We’ve been a bit slow in getting out the spreadsheet (really high-tech graph paper) and figuring out what will go in each square foot of the raised beds and how many crops we can rotate through each square if we’re really organized and diligent. (I was a bit ambitious last year.) Once again, we’re following the square-foot gardening method, planting more intensively per foot and replacing vegetables with others as they’re harvested. As usual, it’s a bit of a juggling act.
Peas were a big hit in 2008; three rows of them, then, alternating with the beans we also liked. The rest of that bed, which was overflowing with tomatoes last year, will be filled mostly with three types of basil, leeks that we’ve started under the grow lights in the basement and some greens that will get the cold-frame treatment. Can’t talk the Brit out of one square of cucumbers; watch for the glut just from that. Hopefully we can time them with the first tomatoes so a lot of them can be turned into gazpacho.

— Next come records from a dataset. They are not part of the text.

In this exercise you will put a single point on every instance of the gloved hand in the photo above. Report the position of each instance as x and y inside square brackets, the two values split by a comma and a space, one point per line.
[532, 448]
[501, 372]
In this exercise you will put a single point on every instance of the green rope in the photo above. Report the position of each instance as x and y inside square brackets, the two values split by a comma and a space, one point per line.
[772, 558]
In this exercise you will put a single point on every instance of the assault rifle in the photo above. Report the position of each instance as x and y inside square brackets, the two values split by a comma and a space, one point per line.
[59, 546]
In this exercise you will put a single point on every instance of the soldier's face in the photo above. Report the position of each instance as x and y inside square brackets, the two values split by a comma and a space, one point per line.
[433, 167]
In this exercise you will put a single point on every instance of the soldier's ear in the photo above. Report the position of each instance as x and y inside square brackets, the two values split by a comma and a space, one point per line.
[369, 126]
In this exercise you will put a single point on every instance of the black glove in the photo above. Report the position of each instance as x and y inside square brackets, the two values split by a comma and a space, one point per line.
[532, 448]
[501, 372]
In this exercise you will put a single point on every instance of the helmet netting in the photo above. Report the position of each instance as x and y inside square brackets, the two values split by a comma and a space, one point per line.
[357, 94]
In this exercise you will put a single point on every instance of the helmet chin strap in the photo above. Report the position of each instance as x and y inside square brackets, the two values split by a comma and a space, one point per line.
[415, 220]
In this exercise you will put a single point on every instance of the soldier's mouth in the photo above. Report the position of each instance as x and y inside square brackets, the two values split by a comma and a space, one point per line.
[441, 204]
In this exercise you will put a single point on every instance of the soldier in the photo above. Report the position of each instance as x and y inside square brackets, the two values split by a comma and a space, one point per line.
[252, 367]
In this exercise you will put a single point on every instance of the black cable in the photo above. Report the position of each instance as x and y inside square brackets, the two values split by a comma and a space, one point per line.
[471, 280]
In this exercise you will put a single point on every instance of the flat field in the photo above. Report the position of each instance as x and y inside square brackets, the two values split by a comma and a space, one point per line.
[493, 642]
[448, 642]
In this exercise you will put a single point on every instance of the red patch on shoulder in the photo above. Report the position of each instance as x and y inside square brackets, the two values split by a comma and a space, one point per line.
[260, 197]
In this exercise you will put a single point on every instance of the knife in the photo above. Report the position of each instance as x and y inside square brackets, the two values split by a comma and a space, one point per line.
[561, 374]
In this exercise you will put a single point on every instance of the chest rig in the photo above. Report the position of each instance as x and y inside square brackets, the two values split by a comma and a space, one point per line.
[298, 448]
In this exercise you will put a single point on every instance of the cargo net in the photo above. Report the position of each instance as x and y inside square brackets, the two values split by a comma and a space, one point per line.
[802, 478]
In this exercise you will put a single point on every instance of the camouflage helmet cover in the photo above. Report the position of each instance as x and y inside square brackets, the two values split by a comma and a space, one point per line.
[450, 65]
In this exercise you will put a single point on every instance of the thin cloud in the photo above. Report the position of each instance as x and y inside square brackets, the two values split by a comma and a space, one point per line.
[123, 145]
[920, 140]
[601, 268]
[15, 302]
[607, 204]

Another bed will have a mix of greens, beets, coriander, some of that rainbow chard, a couple squares of marigolds and nasturtiums to keep down the unwanted kind of bugs. Okra can get another chance since there are seeds left over from two years ago. The new crop to try will be zucchini. Good thing I have a recipe for chocolate zucchini bread. Even three or four plants could produce plenty of baseball bats if we don’t keep an eye on them.
Tomatoes shouldn’t follow potatoes, which makes it hard to grow any potatoes if two of the five beds will go for tomatoes. Scratch them, even though we liked last year’s blue potatoes. Peppers also should be kept away from tomatoes. And they like to hold hands (touch). Put four of the yellow seedlings from our friend among the bed full of strawberries and two rhubarb plants; by the time they really grow, strawberry season will be over.
As for those tomatoes…the big wave of planting will begin around April 1. I’m sure I’ll have a few spares to share.